Re: The INN/mmap bug

From: Alexander Viro (viro@math.psu.edu)
Date: Mon Sep 18 2000 - 12:58:04 EST

Next message: Chris Mason: "Re: The INN/mmap bug"
Previous message: J.A. Magallon: "init/main.c do-while bug still there ?"
In reply to: Linus Torvalds: "Re: The INN/mmap bug"
Next in thread: Linus Torvalds: "Re: The INN/mmap bug"
Reply: Linus Torvalds: "Re: The INN/mmap bug"
Messages sorted by: [ date ] [ thread ] [ subject ] [ author ]

OK, let's see. I've tried to describe what we have now (marking the
bugs) + proposal that would give somewhat saner logics (in the end of
posting). Comments are more than welcome.
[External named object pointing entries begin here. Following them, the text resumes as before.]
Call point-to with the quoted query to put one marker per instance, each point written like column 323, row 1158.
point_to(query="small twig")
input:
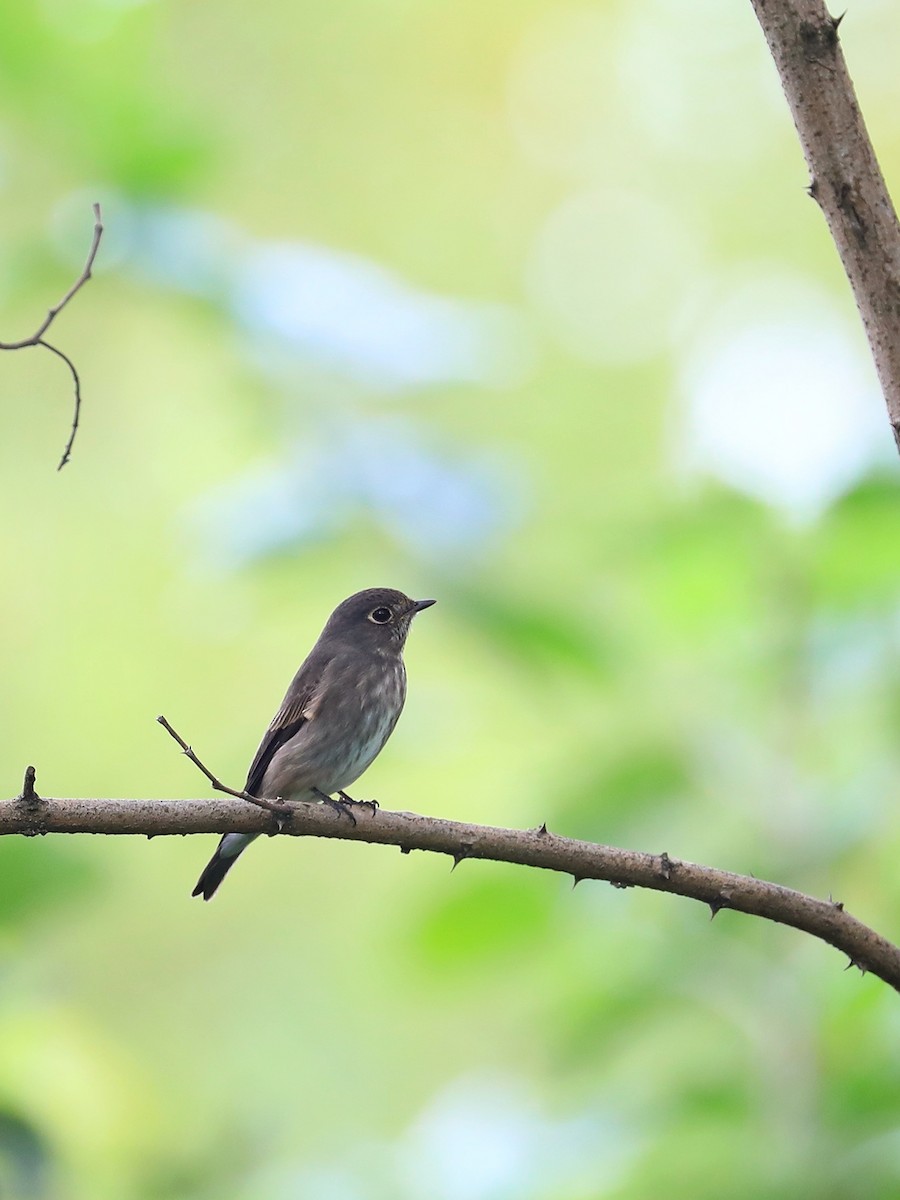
column 270, row 805
column 28, row 789
column 37, row 337
column 76, row 415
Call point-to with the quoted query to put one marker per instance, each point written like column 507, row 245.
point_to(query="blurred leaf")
column 702, row 565
column 485, row 921
column 25, row 1159
column 856, row 558
column 540, row 639
column 611, row 796
column 37, row 874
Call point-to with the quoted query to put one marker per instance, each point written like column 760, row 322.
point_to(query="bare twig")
column 845, row 178
column 269, row 805
column 825, row 919
column 37, row 337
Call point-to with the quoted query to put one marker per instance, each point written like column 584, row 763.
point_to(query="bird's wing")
column 298, row 708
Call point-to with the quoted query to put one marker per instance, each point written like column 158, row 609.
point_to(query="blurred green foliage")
column 475, row 301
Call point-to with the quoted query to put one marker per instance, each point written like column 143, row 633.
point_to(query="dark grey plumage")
column 336, row 715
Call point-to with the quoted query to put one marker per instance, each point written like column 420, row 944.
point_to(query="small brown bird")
column 336, row 715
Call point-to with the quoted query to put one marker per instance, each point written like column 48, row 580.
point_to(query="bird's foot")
column 366, row 804
column 340, row 807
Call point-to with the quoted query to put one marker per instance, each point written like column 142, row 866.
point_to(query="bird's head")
column 377, row 617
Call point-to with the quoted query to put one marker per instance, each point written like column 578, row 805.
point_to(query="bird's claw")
column 340, row 807
column 367, row 804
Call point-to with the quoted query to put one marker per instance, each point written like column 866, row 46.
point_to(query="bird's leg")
column 340, row 807
column 349, row 799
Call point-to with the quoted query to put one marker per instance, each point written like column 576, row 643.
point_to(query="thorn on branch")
column 37, row 337
column 29, row 796
column 718, row 903
column 465, row 851
column 277, row 808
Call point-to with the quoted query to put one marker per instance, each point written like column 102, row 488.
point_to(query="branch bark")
column 845, row 178
column 31, row 815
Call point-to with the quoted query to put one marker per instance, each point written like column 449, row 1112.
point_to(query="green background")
column 522, row 306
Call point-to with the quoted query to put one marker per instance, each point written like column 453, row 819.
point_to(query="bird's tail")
column 227, row 853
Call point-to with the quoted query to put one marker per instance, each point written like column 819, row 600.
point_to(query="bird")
column 336, row 715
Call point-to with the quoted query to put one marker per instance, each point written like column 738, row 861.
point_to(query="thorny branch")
column 826, row 919
column 37, row 337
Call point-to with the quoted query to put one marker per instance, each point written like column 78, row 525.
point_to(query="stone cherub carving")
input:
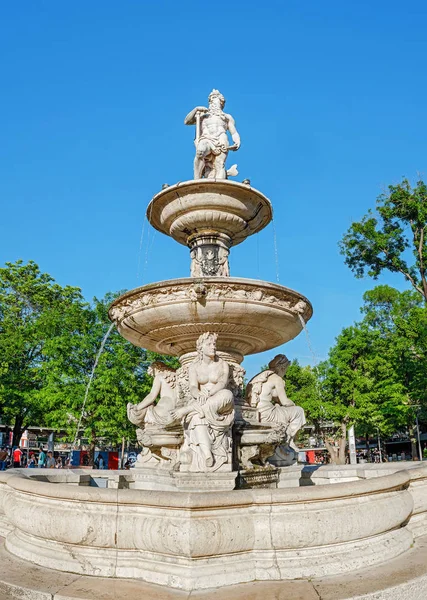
column 208, row 261
column 164, row 385
column 209, row 414
column 266, row 392
column 211, row 140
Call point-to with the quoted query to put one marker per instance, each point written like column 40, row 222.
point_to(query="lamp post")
column 379, row 444
column 420, row 452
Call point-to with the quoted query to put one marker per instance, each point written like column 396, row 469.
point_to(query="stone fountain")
column 203, row 433
column 214, row 499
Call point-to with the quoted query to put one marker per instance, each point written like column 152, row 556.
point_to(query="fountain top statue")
column 211, row 139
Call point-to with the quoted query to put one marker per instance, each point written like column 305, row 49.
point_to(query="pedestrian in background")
column 42, row 458
column 50, row 462
column 3, row 459
column 17, row 455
        * life of the page is clearly divided in two parts - before it can
be mapped to a user context and after that.
        * no read requests can be issued in the second stage, by that
time page should be permanently up-to-date [ClearPageUptodate() in
generic_file_write() is a bug]
        * buffer ring can be dropped only under the page lock.
        * on the first stage buffer ring can be dropped only if the page
doesn't contain data that would be more recent than data in fs.
        * on the second stage buffer ring can be dropped if there is no IO
scheduled or in progress [note: buffer_tied() might be handy, meaning
"dirty or under IO"; i.e. when ll_rw_block() does or will need this bh]
        * we have several bh state components and the thing is a big,
fscking mess. If we look at the areas outside of the page lock we have:

1st stage, !uptodate, !mapped contents is either the same as on disk
                                or it's a junk.
1st stage, !uptodate, mapped failed attempt to read. contents may be
                                the same as the last data on disk or
                                it may be junk
1st stage, uptodate, !mapped hole. Contents is all-zeroes. It may also
                                be a result of failed attempt to map - we
                                have no way to tell.
1st stage, uptodate, mapped data. Same as on-disk or newer.
2nd stage, !uptodate, !mapped contents is same or newer than on disk,
                                mapping unknown. [Recipe for disaster,
                                since the current code may try to read it;
                                should be map-and-be-done-with-that]
2nd stage, !uptodate, mapped failed attempt to read that should never
                                happen. [Bug]
2nd stage, uptodate, !mapped hole. Contents may be nonzero due to
                                access via mmap(). May be a result of
                                failed attempt to map [we don't handle
                                such errors]
2nd stage, uptodate, mapped data. Same as on disk or newer.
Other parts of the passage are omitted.